Dans les secteurs réglementés comme l’énergie, les télécoms, ou dans les infrastructures, la doctrine "macronienne" est claire: l’État n’a pas besoin de conserver d’importantes participations dans les entreprises. Il peut y exercer son influence à travers la régulation et la réglementation. C’était notamment dans cette optique qu’il avait mis en place l’autorité de régulation des activités ferroviaires et routières (Arafer).

Arbitrages politiques

Alstom est le premier dossier industriel qu’Emmanuel Macron devra trancher. Suite au rachat par General Electric de la division énergie en 2014, l’État a emprunté 20% du capital d’Alstom détenu par Bouygues. En octobre prochain, il devra décider s’il rachète ses titres ou s’il les rend à son actionnaire historique. Lorsqu’il était à Bercy, Emmanuel Macron ne faisait pas mystère que cette situation avait été décidée par son prédécesseur Arnaud Montebourg et qu’il n’y était pas favorable. Peu de chances qu’il choisisse de dépenser 1,3 milliard d’euros pour rester dans une entreprise qui se porte bien. Pas sûr pour autant qu’il acte d’une sortie totale d’un fleuron industriel qui risquerait d’être racheté par un groupe étranger. Peut-être mettra-t-il en œuvre sa doctrine favorite, la loi Florange? Elle permet l’attribution de droits de vote double pour les actionnaires de long terme, donc l’État. Emmanuel Macron avait imposé au groupe Bouygues d’appliquer cette disposition chez Alstom. Sûrement pour en profiter plus tard. L’État pourrait ainsi racheter seulement 10% du groupe pour maintenir son représentant au conseil d’administration.
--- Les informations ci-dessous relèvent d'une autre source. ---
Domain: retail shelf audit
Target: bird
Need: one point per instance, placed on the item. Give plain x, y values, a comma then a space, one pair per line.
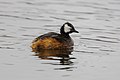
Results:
55, 41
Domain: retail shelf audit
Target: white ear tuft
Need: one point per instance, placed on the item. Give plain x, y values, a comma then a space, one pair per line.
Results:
67, 28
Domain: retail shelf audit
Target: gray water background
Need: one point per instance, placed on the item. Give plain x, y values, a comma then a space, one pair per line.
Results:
97, 46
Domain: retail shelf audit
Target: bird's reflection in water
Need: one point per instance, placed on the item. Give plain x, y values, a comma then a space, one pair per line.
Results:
63, 56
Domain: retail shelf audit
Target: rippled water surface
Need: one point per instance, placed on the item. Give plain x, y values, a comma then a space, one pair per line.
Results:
96, 54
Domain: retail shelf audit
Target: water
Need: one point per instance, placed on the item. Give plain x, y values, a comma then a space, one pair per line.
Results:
96, 54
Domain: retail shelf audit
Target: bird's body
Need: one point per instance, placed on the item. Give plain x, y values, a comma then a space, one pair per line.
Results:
54, 40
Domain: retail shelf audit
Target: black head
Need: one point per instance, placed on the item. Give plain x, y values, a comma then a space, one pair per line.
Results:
67, 28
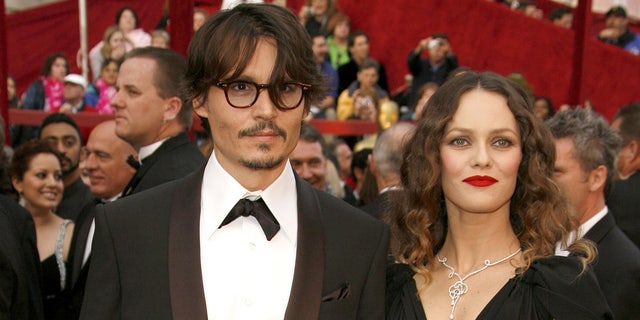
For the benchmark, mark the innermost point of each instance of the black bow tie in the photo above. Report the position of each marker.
(133, 162)
(257, 209)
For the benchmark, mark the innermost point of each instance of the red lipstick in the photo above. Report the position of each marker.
(480, 181)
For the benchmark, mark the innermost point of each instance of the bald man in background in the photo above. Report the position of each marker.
(106, 164)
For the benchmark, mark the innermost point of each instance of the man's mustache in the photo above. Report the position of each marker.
(260, 126)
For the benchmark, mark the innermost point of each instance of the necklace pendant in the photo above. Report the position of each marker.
(456, 290)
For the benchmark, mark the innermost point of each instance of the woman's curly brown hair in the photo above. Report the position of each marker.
(539, 213)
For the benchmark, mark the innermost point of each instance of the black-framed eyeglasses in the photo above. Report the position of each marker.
(243, 94)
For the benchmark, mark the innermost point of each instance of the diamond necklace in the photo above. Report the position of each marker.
(459, 288)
Si ses promesses de ministre l’engagent à l’Élysée, Emmanuel Macron devrait aussi revendre la participation de l'État dans Renault. Bercy promet que ce sera fait comme il l’a promis à Nissan, l’autre grand actionnaire du constructeur français. Pourtant, cela traîne depuis un an et demi. Seul problème, les titres ont été acquis à un cours élevé, en avril 2015: autour de 90 euros. "Nous avons eu trois fois l’occasion de revendre avec une plus-value, nous confiait récemment une source à Bercy. Mais comme l’État siège au conseil d’administration, nous ne pouvons pas vendre quand nous le souhaitons. C’est très réglementé". Ces trois "fenêtres" correspondaient à des périodes précédant des conseil d’administration pendant lesquelles l’État ne pouvait pas vendre ses titres. Et quand il le pouvait, le cours de Bourse de Renault avait à nouveau baissé.